In order to obtain the final score for a given test sequence, run the script with the parameters described above e.g. as follows: robotvision.py -u Corridor example.results validation
The command will produce the score for the results taken from the example.results file obtained for the validation sequence. The option -u specifies that the corridor (room ID 'Corridor') should be treated as unknown during training. The outcome should be as follows:
Calculating the score...
Done!
===================
Final score: 988.0
===================
Each line in the results file should represent a classification result for a single image. Since each image can be uniquely identified by its frame number, each line should be formatted as follows: <frame_number> <area_label>
As indicated above, <area_label> can be left empty and the image will not contribute to the final score (+0.0 points). The file example.results contains fake, fully correct results for the validation sequence. The score 988.0 is the result of most of the images being correctly classified and all the images acquired in the corridor being misclassified as 'Corridor' while they should be marked as unknown 'Unknown'.

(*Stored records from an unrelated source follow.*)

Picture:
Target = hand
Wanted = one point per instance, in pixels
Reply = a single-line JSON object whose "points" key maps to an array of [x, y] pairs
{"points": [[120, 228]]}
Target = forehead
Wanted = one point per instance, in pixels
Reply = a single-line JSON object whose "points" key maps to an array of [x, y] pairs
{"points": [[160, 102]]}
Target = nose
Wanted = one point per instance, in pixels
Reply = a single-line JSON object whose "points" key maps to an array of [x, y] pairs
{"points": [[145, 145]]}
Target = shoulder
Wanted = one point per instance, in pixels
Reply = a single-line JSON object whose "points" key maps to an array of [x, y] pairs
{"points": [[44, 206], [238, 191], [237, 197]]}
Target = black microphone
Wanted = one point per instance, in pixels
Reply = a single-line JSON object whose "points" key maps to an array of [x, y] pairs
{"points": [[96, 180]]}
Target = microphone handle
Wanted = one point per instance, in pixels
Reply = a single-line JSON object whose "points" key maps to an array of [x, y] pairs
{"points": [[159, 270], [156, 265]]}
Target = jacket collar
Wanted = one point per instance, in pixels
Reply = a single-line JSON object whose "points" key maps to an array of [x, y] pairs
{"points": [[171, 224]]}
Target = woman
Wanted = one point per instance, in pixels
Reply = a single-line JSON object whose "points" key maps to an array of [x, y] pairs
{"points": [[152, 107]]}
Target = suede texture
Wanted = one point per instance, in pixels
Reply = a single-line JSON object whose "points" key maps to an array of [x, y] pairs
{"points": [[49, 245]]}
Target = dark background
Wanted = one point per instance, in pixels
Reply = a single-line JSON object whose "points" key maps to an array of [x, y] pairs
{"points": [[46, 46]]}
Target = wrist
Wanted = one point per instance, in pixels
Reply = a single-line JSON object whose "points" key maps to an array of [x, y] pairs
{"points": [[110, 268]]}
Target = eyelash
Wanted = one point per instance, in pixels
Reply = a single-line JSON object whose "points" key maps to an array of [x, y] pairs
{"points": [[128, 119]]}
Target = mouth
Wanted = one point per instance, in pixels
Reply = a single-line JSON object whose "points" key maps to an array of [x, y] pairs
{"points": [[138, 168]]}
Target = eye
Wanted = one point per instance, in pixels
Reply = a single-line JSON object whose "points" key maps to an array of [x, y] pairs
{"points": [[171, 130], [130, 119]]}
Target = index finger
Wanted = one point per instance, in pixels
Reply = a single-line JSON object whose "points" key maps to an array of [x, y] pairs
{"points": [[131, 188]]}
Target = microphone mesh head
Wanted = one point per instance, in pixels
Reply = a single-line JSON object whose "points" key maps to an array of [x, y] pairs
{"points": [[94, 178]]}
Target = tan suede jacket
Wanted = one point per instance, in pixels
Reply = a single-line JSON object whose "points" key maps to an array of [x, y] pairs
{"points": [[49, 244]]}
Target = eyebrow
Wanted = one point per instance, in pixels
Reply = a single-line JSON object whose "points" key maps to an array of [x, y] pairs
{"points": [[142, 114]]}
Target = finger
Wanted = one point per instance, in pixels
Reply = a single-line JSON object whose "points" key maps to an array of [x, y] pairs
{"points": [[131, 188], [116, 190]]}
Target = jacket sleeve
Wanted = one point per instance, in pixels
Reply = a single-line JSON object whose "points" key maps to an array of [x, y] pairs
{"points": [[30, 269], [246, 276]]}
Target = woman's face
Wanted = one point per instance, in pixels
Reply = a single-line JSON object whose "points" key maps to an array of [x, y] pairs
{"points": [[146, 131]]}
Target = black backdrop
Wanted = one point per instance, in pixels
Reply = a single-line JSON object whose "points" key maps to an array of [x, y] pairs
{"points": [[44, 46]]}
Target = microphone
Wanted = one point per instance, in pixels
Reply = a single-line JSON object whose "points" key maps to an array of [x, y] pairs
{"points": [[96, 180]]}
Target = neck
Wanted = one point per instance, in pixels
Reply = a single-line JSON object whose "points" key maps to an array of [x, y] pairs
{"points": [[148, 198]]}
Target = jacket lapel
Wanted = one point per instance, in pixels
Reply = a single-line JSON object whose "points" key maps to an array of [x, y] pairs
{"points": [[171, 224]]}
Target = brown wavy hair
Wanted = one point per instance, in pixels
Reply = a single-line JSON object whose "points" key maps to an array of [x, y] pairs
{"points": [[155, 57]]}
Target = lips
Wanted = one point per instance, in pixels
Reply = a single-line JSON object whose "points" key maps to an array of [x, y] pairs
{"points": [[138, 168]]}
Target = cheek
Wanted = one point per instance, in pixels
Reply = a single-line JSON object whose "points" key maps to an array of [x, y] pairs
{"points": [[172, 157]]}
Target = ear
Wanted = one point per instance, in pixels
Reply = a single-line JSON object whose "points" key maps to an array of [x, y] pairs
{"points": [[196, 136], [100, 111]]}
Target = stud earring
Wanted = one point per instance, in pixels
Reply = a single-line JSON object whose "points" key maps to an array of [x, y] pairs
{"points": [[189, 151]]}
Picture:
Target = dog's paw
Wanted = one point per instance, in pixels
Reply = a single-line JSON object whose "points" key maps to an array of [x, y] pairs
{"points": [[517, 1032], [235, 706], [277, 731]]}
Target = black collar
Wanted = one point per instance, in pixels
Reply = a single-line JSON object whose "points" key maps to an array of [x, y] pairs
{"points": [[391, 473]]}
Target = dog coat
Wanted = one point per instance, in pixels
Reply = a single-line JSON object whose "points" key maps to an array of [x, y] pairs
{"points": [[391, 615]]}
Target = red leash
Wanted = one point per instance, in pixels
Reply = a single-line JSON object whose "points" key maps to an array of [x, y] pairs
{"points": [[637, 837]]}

Using robotvision.py as a module in other scripts
robotvision.py can also be used as a module within other Python scripts. This might be useful in case when the results are calculated using Python and stored as a list. In order to use the module, import it as shown in the example.py script and execute the evaluate function.
The function returns the final score for the given results and test sequence ID. As in case of the script, it is possible to specify that some of the rooms in the test sequence should be treated as unknown i.e. unavailable during training. Additionally, the function returns the number of images for which results were not provided.
The function should be executed as follows:
score, missing = robotvision.evaluate(results, testSequence, unknownRooms)
with the following parameters:
results - results table of the following format: results = [ ("<frame_numer1>", "<area_label1>"), ..., ("<frame_numberN>", "<area_labelN>") ]
testSequence - ID of the test sequence, use either "validation" or "testing"
unknownRooms - a list of IDs of rooms that should be treated as unknown e.g. unknownRooms = ["LargeOffice", "RecycleArea"]
Submission of Results
Each participant can submit several sets of results e.g. for different algorithms. As mentioned above, it is obligatory to submit results for task 1 and optional for task 2. When submitting the results, it is important to indicate the correct task to which the results correspond. Results submitted for an incorrect task or submitted without indicating to which task they correspond will be disqualified. It is allowed to submit 20 different runs per task.
The format accepted by the performance evaluation script should be used for the submitted result files. Therefore, the format of the files should be as follows:
Each line in the file should report a result for a single frame (note that a pair of stereo images corresponds to one frame).
There are 2741 images in the test sequence, therefore there should be 2741 lines in the file.
Each line should have the following format: <frame_no> <label>
<frame_no> should be an integer between 1 and 2741.
<label> can either be empty or one of the following: Unknown, Corridor, Kitchen, LargeOffice, MeetingRoom, PrinterArea, RecycleArea, SmallOffice, Toilet
Please use the submission system to submit the results. Select Runs->Submit a run and fill in the form as follows:
Select the RobotVision track.
In the "method description" box, describe the approaches and algorithms used to generate the results. If you submit multiple runs, describe the differences. The description should be clear to the organizers, and notes such as "run 3, with gamma=1" will not be accepted.
Retrieval type: Not applicable
Language: Automatic annotation with visual information only
Run type: Not applicable
In the "other information" box, clearly specify the task to which the submitted run corresponds (task 1 - obligatory or task 2 - optional).